While experts say the latest numbers are no cause for alarm, the reports come as politicians have pushed for reforms that aim to make a college degree more easily attainable, even for low- and middle-income Americans. Presidential nominee Hillary Clinton – influenced by her main opponent in the Democratic primaries, Sen. Bernie Sanders (I) of Vermont – has proposed making four-year public colleges and universities tuition-free for students whose families earn less than $85,000 per year.

Republican nominee Donald Trump has said he would cap student loan repayment at 12.5 percent of a borrower's income, with forgiveness of any remaining balance after 15 years of successful payments. Additionally, Mr. Trump said he would lower college costs by loosening federal restrictions on universities.

As the recession of 2007-2009 sent the unemployment rate as high as 10 percent in the United States, student borrowing and tuition both rose sharply as well. As the economy has recovered, borrowing rates have steadily fallen, a long-term trend reflected in the latest College Board reports.

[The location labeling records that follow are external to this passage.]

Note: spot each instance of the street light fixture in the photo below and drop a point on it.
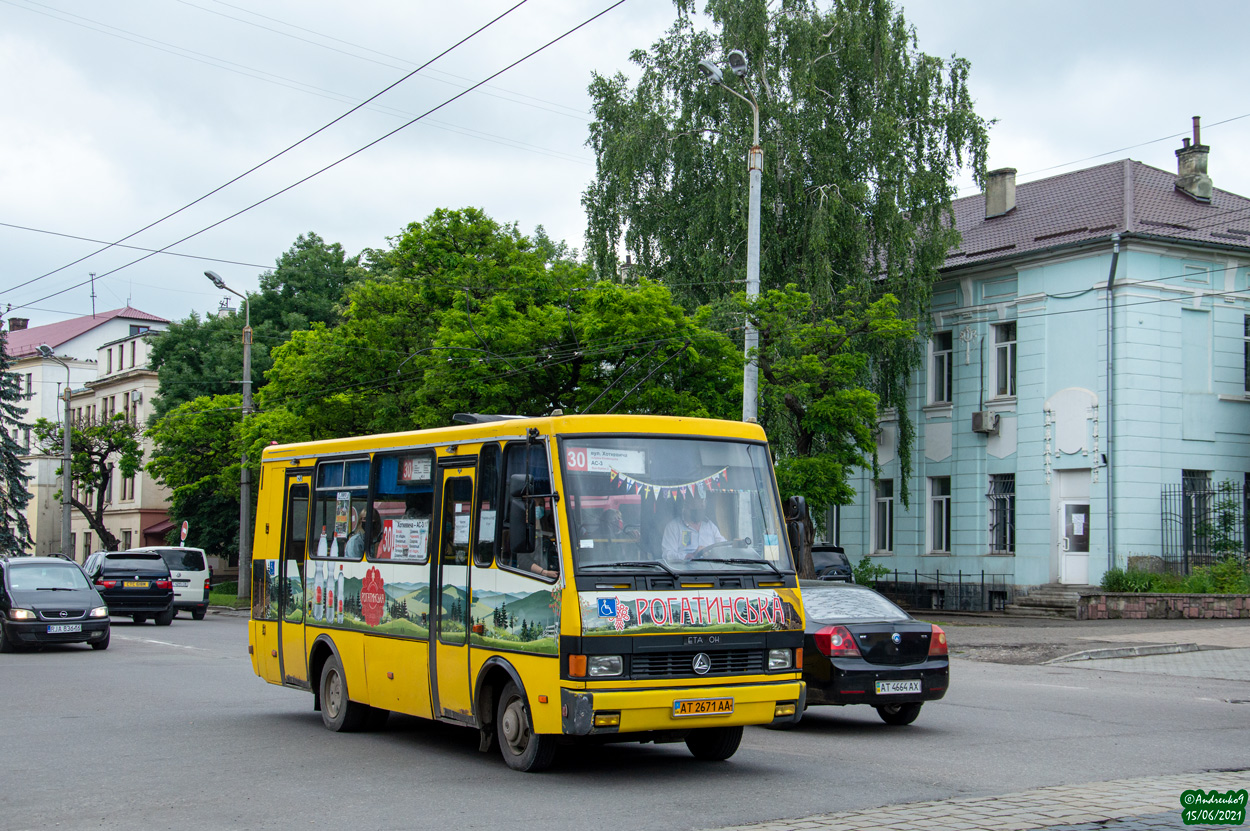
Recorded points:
(245, 472)
(66, 456)
(755, 168)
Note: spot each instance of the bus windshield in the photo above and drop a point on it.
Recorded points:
(681, 505)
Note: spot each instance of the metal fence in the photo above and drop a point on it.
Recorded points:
(973, 591)
(1203, 522)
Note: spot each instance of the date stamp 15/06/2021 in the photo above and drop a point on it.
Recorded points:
(1213, 807)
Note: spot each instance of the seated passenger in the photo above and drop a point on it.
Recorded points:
(690, 532)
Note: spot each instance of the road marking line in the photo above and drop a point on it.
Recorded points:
(151, 640)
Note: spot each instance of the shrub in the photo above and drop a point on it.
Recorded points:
(868, 572)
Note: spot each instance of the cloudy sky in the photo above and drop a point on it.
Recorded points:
(116, 114)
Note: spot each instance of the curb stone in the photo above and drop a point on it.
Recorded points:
(1126, 651)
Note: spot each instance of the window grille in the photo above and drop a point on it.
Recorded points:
(1001, 512)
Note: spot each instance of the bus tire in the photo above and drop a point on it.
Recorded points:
(523, 749)
(714, 744)
(339, 712)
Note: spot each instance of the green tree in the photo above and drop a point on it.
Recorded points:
(194, 450)
(464, 314)
(101, 447)
(860, 131)
(14, 496)
(813, 375)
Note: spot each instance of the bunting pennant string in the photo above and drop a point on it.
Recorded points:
(685, 490)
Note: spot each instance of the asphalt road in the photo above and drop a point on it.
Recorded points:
(169, 729)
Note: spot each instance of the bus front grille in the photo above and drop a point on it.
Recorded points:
(680, 665)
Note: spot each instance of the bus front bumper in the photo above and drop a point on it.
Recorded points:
(625, 711)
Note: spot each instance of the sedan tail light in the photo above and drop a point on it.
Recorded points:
(836, 641)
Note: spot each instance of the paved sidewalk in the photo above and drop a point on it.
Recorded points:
(1151, 802)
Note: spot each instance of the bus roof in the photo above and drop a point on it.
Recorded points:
(518, 427)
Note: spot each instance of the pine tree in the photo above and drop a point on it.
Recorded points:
(14, 496)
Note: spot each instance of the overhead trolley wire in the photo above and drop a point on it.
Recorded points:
(354, 153)
(255, 168)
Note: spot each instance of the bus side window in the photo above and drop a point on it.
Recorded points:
(529, 519)
(488, 505)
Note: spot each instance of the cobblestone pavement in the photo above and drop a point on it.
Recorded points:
(1148, 804)
(1231, 665)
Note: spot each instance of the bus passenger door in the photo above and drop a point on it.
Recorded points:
(449, 582)
(295, 522)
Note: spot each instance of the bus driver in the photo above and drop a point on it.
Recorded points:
(689, 534)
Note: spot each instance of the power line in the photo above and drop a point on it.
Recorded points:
(354, 153)
(255, 168)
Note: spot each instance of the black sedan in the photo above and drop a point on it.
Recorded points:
(859, 647)
(136, 584)
(48, 600)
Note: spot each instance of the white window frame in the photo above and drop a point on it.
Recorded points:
(883, 517)
(1005, 360)
(939, 514)
(941, 386)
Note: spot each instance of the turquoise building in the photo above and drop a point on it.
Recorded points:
(1089, 354)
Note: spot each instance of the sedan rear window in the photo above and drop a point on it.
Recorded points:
(184, 559)
(33, 577)
(136, 564)
(839, 605)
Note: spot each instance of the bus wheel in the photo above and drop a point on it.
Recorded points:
(523, 749)
(339, 712)
(714, 744)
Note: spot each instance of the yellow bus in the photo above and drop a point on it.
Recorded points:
(610, 577)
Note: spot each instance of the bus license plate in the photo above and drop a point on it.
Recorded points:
(703, 707)
(888, 687)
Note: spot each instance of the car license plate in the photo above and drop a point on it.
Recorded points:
(891, 687)
(703, 707)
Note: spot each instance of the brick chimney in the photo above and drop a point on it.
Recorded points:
(1191, 176)
(999, 191)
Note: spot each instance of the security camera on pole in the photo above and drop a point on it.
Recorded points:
(245, 474)
(755, 168)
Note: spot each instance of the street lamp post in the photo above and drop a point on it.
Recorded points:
(66, 457)
(755, 169)
(245, 472)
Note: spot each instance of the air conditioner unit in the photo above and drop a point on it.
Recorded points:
(985, 421)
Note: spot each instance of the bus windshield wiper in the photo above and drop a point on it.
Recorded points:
(653, 564)
(734, 560)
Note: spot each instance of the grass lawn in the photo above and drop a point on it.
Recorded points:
(224, 595)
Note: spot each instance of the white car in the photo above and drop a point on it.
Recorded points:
(190, 571)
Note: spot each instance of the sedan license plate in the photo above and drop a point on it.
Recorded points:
(891, 687)
(703, 707)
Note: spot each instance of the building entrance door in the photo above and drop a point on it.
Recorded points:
(1071, 527)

"There's no dramatic change this year," said Sandy Baum, a senior fellow at the Urban Institute and a coauthor on the reports, Inside Higher Ed reported. "Borrowing is continuing to decline per undergraduate student. Sticker prices are continuing to increase, but not at a really rapid rate."

While those long-term trends might paint a big picture that is not nearly as dire as some warn, Ms. Betts says she sometimes doubts whether she will be able to afford the four-year degree she just began pursuing.

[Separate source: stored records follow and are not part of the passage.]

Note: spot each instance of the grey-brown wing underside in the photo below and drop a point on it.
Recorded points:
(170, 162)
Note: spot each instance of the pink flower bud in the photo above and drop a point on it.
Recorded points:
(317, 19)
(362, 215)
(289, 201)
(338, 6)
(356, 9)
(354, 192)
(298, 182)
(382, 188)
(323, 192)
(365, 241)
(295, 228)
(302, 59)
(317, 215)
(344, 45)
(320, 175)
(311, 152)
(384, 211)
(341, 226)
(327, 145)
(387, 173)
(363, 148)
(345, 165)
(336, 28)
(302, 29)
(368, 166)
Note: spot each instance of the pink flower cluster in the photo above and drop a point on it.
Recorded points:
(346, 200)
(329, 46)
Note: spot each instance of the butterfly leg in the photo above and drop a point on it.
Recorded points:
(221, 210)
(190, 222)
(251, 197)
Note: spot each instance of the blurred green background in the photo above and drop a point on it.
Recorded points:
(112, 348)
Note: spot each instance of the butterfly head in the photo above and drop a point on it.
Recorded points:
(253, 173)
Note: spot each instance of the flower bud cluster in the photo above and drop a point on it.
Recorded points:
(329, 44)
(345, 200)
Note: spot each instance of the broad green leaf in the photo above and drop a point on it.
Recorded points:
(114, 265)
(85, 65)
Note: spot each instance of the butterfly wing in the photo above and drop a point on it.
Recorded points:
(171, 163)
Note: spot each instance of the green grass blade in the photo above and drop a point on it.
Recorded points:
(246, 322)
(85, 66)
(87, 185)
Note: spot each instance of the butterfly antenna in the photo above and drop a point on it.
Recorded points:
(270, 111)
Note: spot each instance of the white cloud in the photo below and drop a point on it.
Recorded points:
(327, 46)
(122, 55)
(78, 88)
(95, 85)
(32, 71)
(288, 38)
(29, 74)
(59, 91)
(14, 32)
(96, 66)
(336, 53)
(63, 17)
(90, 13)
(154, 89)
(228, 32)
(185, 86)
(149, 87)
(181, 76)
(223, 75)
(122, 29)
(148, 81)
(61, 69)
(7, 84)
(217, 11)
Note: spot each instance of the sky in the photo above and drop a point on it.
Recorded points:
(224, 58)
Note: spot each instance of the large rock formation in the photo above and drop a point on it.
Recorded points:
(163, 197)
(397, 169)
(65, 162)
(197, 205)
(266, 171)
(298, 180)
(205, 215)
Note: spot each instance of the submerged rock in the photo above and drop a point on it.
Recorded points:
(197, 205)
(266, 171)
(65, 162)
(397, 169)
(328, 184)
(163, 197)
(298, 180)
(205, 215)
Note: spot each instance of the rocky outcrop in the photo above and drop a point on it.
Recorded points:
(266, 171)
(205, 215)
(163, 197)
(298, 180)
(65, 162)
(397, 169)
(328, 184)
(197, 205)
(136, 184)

"I question that all the time, actually," Betts says. "I guess I never really learned that much about the financial aspect behind college and school."

Betts minimizes her expenses by living with family members, instead of lodging in a dorm or apartment of her own. And instead of a private institution that some might deem more prestigious, the Indiana native decided to attend Florida's Palm Beach State College, a public school, where Mrs. Clinton spoke Wednesday and mentioned her college tuition plan, as The Sun Sentinel reported.

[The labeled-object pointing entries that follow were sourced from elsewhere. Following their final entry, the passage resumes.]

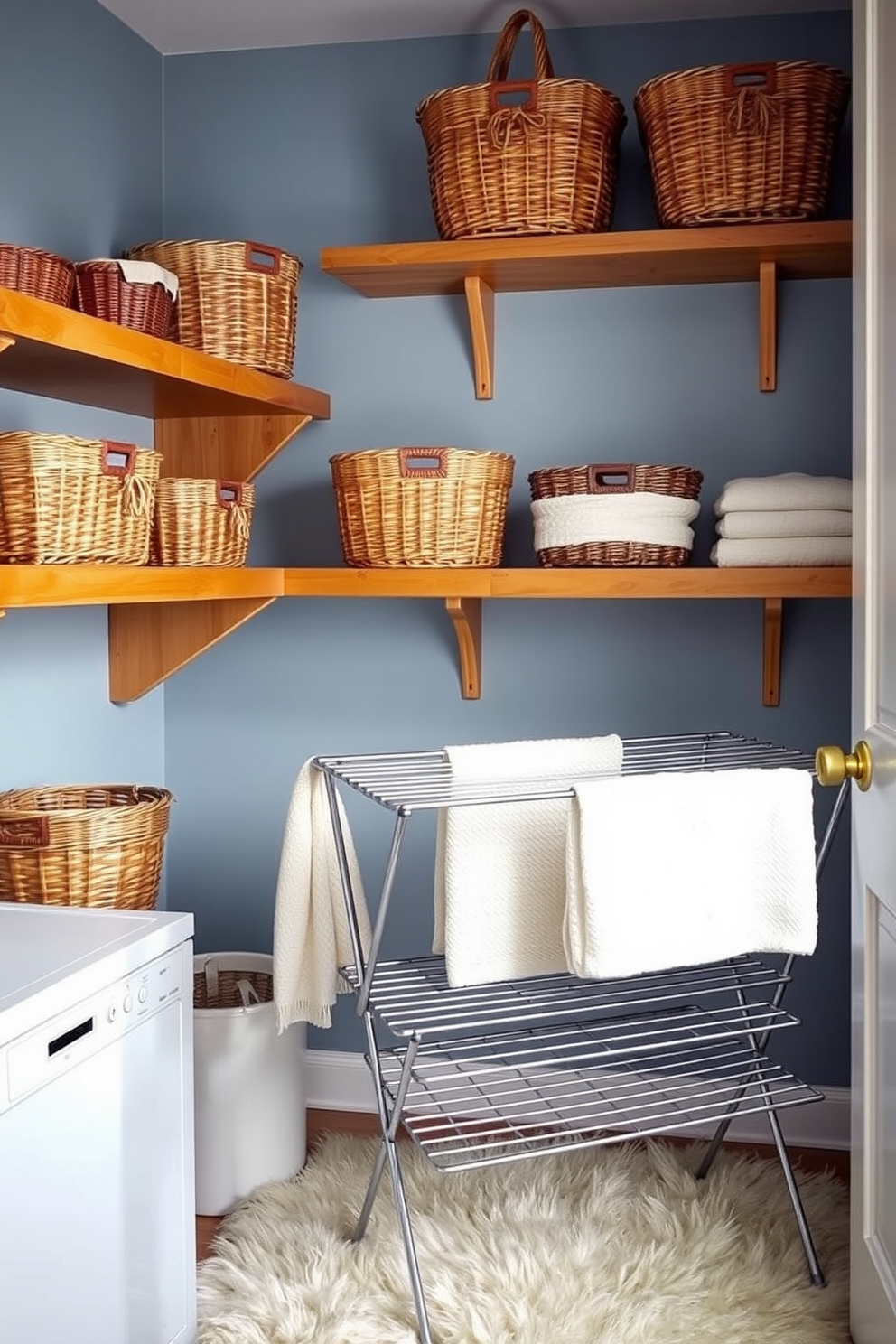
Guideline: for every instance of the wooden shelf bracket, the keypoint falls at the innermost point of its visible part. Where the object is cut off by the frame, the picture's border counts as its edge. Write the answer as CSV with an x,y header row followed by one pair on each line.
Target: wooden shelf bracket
x,y
767,327
466,617
149,641
771,622
480,305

Despite her frugality, Betts still fears her student debt could swell to $40,000 by the time she graduates, even with a partial scholarship and even if she does not transfer to a private school. That level of debt would place her in the company of the 10 percent of undergraduate borrowers who owed $40,000 or more in 2015, according to the College Board reports. A much larger share, 38 percent, owed $10,000 or less.

Cameron Canete, a sophomore studying political science at Arizona State University, says financial considerations played a major factor in his decision to stay in Arizona instead of attending a school in California with a strong program and perhaps better opportunities for political science majors.

"If they were less expensive, I probably would have gone there," Mr. Canete tells the Monitor. Thanks to in-state tuition, scholarships, and grants, he anticipates graduating from ASU debt-free, though many of his peers are less fortunate.

"It's definitely a topic that comes up with friends, especially with my friends in political science," Canete says, noting that he grows frustrated when older politicians talk about the way they paid their own way through college decades ago. The economics simply are not the same as they once were.

"I work 40 hours a week on top of going to school," he says. "If I had to pay my tuition, I don't know what I would do. I can barely make rent as it is."

Annual tuition and fees for full-time in-state students at four-year colleges and universities rose an average of 2.4 percent to $9,650 in 2016-2017, compared to the previous academic year. Costs for out-of-state students rose 3.6 percent to an average of $24,930.

Private nonprofit institutions, meanwhile, also saw an average increase of 3.6 percent to $33,480 per year.